Statistical analysis was conducted using NCSS 12 Statistical Software 2018 (NCSS, Kaysville, UT; ncss.com/software/ncss). Data sets containing only two groups (i.e., those in Figs. 1, 3, and 4) were first tested for normality and equal variances. If the data passed tests for both normality and equal variances, the two groups were compared using an unpaired Student′s t-test. If the data passed normality testing but failed equal variance testing, comparisons were made using the Aspin-Welch t-test for comparing two groups with unequal variances. If the data failed normality testing, comparisons were made using the Mann-Whitney U-test (Wilcoxon’s rank-sum test). Data sets containing two factors with repeated measurements (i.e., those in Figs. 5–7) were first log-transformed to more closely approximate a normal distribution and then analyzed by repeated-measures two-factor ANOVA with post hoc comparisons using a Fisher’s least significant difference test. The criterion of significance was P < 0.05. Values are means ± SE.

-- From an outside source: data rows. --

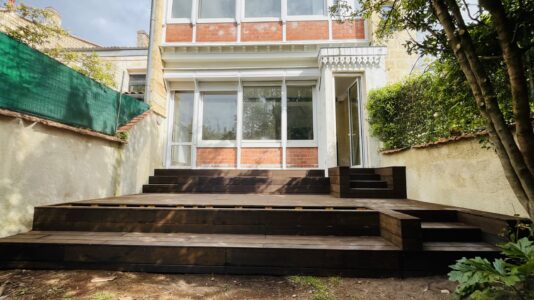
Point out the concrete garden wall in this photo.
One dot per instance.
(42, 165)
(459, 173)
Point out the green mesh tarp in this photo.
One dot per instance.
(33, 83)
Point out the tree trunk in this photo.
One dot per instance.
(515, 169)
(518, 81)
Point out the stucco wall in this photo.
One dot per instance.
(41, 165)
(459, 174)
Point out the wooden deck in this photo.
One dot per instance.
(253, 234)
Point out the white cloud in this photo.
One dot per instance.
(105, 22)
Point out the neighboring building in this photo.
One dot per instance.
(266, 84)
(10, 20)
(129, 63)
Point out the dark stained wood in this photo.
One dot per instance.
(208, 220)
(385, 183)
(402, 230)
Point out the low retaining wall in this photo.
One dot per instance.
(458, 173)
(42, 165)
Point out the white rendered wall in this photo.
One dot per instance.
(42, 165)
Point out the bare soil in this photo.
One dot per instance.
(102, 285)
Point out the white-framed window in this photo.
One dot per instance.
(207, 11)
(219, 116)
(300, 113)
(263, 8)
(181, 129)
(262, 113)
(181, 9)
(216, 9)
(306, 8)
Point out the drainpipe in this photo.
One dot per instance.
(151, 46)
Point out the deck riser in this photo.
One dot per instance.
(228, 260)
(264, 173)
(238, 189)
(202, 180)
(451, 235)
(235, 221)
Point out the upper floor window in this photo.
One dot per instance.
(181, 9)
(216, 9)
(137, 83)
(262, 8)
(306, 8)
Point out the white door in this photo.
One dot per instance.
(180, 142)
(355, 132)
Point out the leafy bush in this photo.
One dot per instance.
(511, 277)
(423, 109)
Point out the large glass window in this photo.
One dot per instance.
(306, 7)
(262, 8)
(219, 116)
(182, 130)
(262, 113)
(181, 9)
(299, 113)
(216, 9)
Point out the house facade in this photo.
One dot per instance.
(267, 84)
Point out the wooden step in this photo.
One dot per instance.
(377, 184)
(295, 188)
(375, 193)
(202, 253)
(430, 215)
(440, 255)
(234, 254)
(234, 173)
(450, 232)
(362, 171)
(349, 222)
(365, 177)
(239, 180)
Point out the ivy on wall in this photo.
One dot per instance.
(425, 108)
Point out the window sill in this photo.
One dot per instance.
(179, 21)
(216, 20)
(306, 18)
(217, 144)
(257, 20)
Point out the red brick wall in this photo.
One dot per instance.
(261, 156)
(214, 157)
(261, 31)
(306, 30)
(250, 157)
(217, 32)
(348, 30)
(179, 33)
(302, 158)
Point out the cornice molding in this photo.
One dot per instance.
(352, 58)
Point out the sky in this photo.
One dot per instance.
(104, 22)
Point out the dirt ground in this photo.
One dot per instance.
(102, 285)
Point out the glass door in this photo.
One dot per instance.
(354, 126)
(181, 141)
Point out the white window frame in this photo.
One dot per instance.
(261, 19)
(217, 20)
(213, 143)
(240, 14)
(171, 20)
(239, 143)
(324, 17)
(170, 123)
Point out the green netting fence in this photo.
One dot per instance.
(33, 83)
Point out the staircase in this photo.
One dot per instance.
(384, 183)
(273, 240)
(238, 181)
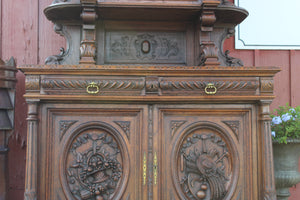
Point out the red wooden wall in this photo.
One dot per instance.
(28, 36)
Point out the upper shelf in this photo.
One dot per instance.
(70, 11)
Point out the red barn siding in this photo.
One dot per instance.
(28, 36)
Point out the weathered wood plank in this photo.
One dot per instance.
(49, 41)
(19, 39)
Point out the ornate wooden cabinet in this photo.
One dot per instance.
(144, 104)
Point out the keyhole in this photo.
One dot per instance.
(145, 46)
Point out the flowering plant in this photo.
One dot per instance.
(285, 123)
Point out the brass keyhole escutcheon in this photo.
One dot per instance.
(210, 89)
(92, 88)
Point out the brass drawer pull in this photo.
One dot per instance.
(210, 89)
(92, 88)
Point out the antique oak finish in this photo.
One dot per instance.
(8, 81)
(144, 104)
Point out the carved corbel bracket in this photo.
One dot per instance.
(208, 49)
(88, 42)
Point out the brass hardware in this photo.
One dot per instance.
(145, 168)
(210, 89)
(92, 88)
(155, 168)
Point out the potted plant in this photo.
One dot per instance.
(285, 127)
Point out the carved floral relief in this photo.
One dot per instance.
(206, 170)
(94, 166)
(143, 47)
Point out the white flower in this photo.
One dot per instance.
(286, 117)
(273, 133)
(276, 120)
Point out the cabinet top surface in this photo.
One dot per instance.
(146, 10)
(145, 70)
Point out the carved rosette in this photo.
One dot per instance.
(94, 165)
(205, 166)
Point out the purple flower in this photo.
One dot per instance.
(286, 117)
(276, 120)
(273, 133)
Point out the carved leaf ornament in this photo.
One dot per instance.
(94, 166)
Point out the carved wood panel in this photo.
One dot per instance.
(145, 47)
(91, 151)
(202, 156)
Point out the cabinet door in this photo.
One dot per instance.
(205, 152)
(93, 152)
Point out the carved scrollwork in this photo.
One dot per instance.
(94, 166)
(144, 47)
(206, 167)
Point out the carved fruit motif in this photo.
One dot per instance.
(206, 167)
(94, 166)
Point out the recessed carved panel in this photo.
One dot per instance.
(94, 165)
(145, 47)
(205, 163)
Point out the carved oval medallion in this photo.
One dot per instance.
(205, 165)
(94, 167)
(145, 46)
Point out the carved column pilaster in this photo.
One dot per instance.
(267, 168)
(31, 154)
(88, 42)
(208, 49)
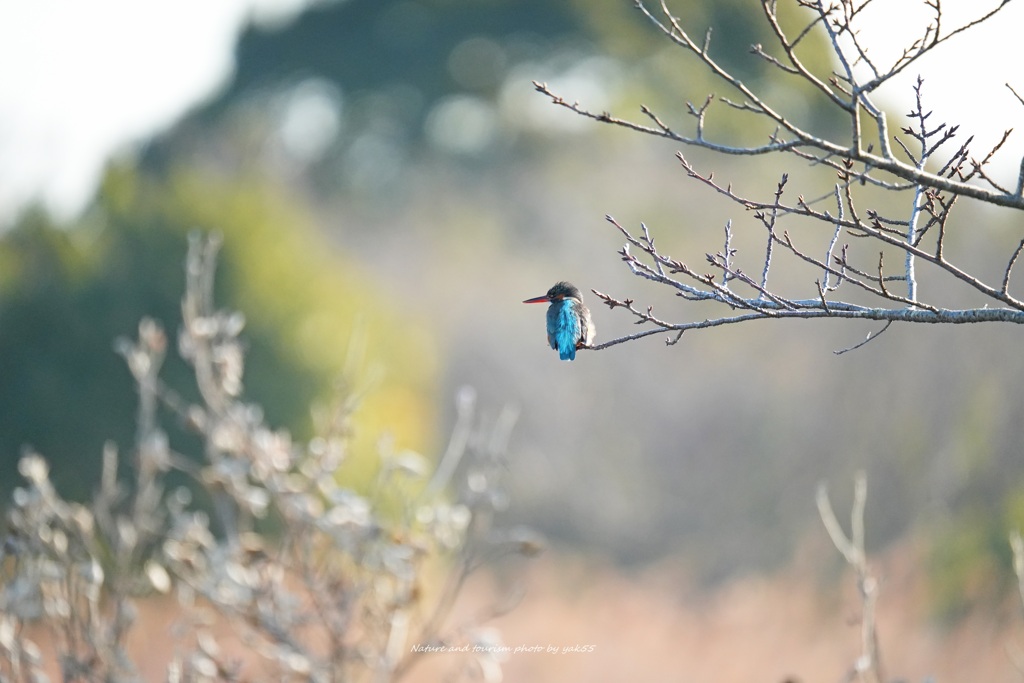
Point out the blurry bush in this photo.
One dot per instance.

Fig. 1. — *A–C*: urinary excretion rates of 2′,3′-cAMP, 2′-AMP, and 3′-AMP in 2′,3′-cyclic nucleotide 3′-phosphodiesterase (CNPase) wild-type (CNPase^+/+) and knockout (CNPase^−/−) mice. D: urinary 2′-AMP-to-3′-AMP ratio in CNPase^+/+ and CNPase^−/− mice. Values are means ± SE.

Fig. 3. — *A–C*: urinary excretion rates of 2′,3′-cGMP, 2′-GMP, and 3′-GMP in 2′,3′-cyclic nucleotide 3′-phosphodiesterase (CNPase) wild-type (CNPase^+/+) and knockout (CNPase^−/−) mice. D: urinary 2′-GMP-to-3′-GMP ratio in CNPase^+/+ and CNPase^−/− mice. Values are means ± SE.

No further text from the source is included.